Karena itu ia tidak memandang dirinya hina jika ia mengetahui kebenaran pada
pihak lain, untuk merujuk kepadanya.[2]
Keadaan
tetap berjalan demikian sampai datanglah masa taklid dan fanatisme mazhab. Maka
pada masa ini aktifitas para pengikut imam hanya terfokus pada penjelasan dan
pembelaan mazhab mereka sekalipun untuk ini mereka harus membawa ayat-ayat
Quran kepada makna yang lemah dan jauh. Dan sebagai akibatnya maka muncullah
“tafsir fiqih” yang khusus membahas ayat-ayat hukum dalam Quran. Di dalamnya
fanatisme mazhab terkadang menjadi semakin memuncak dan terkadang pula mereda.[3]
C.
Pengaruh
Perbedaan Mazhab Fiqh Dalam Penafsiran
Sebagaimana mafhum
bahwa Al-Qur’an adalah kitabullah yang mengandung hukum-hukum syariat yang
diturunkan kepada Rasulullah Shalallahu Alaihi Wasalam. Di antara
hukum-hukum syariat tersebut adalah hukum-hukum yang berhubungan dengan ibadah
dan muamalah, kedua ruang lingkup hidup tersebut saat ini dikenal dengan
istilah fiqh. Pada masa Rasulullah masih hidup, setiap muncul permasalahan
keagamaan (fiqh) akan langsung disampaikan kepada beliau, selain itu juga
pemahaman para shahabat terhadap bahasa Arab menjadikan permasalahan yang
muncul tidak banyak.
Namun
setelah beliau wafat permasalahan yang berkenaan dengan hukum-hukum fiqh Islam
bermunculan, walaupun ada ijma bahwa segala sesuatu dikemablikan kepada
Al-Quran dan Al-Hadits, namun beberapa permasalahan sering kali tidak ditemukan
pada keduanya. Dari sinilah muncul tantangan baru bagaimana memahami fiqh Islam
dengan pendekatan yang lain, yaitu keahlian mujtahid untuk menggali hukum-hukum
dari Al-Qur’an sebagai kitab suci umat Islam dan kepada sunnah RasulNya. Pendekatan
yang dilakukan ini disebut dengan ijtihad, yaitu upaya untuk menggali
hukum-hukum dari Al-Qur’an dan Al-hadits dengan kekuatan akal dan hati.[4]
Karena
ijtihad menjadi jalan keluar maka bermunculanlah para ulama yang berijtihad
sesuai dengan ilmu yang dimilikinya. Sehingga bermunculanlah berbagai pendapat
yang berbeda. Perbedaan sendiri telah terjadi sejak pada masa para sahabat
Nabi. Situasi ini terus berkembang hingga munculnya empat ulama madzhab yang
menjadi patokan umum dalam mengambil keputusan hukum oleh sebagian umat Islam.

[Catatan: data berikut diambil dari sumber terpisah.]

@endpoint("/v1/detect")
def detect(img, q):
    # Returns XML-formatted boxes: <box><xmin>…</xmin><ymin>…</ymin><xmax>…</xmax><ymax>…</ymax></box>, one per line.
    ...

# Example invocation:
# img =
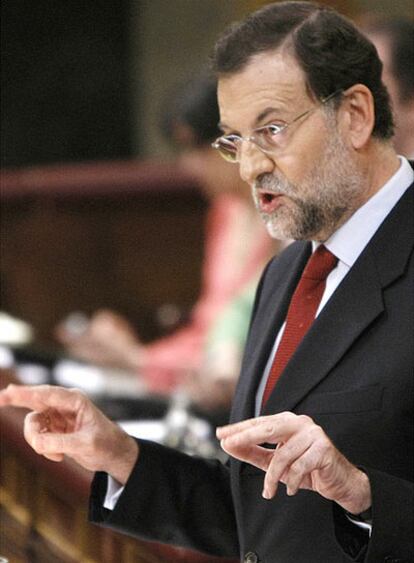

Mereka adalah Imam Hanafi, Imam Syafi’i, imam Maliki.
Dengan berkembangnya
pendapat-pendapat madzhab tersebut maka berkembang pula corak penafsiran yang
sesuai dengan madzhabnya masing-masing. Sehingga muncul tafsir Al-Qur’an dengan
corak fiqhi madzhab Hanafi, Syafi’i, Maliki dan Hanbali.
D. Karakteristik
Sebagaiman yang
telah kita ketahui bahwa tafsir Fiqh adalah tafsir yang membahas tentang
hukum-hukum dalam Islam. Maka, karakteristik dari tafsir Fiqh ini adalah memfokuskan
perhatian kepada aspek hukum fiqh. Karena itu para mufasir corak fiqhi akan
selalu menafsirkan setiap ayat Al-Qur’an yang berkaitan dengan masalah-masalah hukum Islam.
Para mufasir akan banyak menafsirkan ayat-ayat ahkam, yaitu ayat-ayat yang berkaitan dengan hukum Islam dalam
Al-Qur’an.
E. Tokoh-tokoh
dalam Tafsir Fiqh
1. Tafsir al
Jassos
·
Biografi dan Pengenalan Kitab
Nama lengkapnya adalah Abu Bakar Ahmad Ibn Ali
Al-Razi, yang terkenal dengan sebutan Al-Jashash.[5]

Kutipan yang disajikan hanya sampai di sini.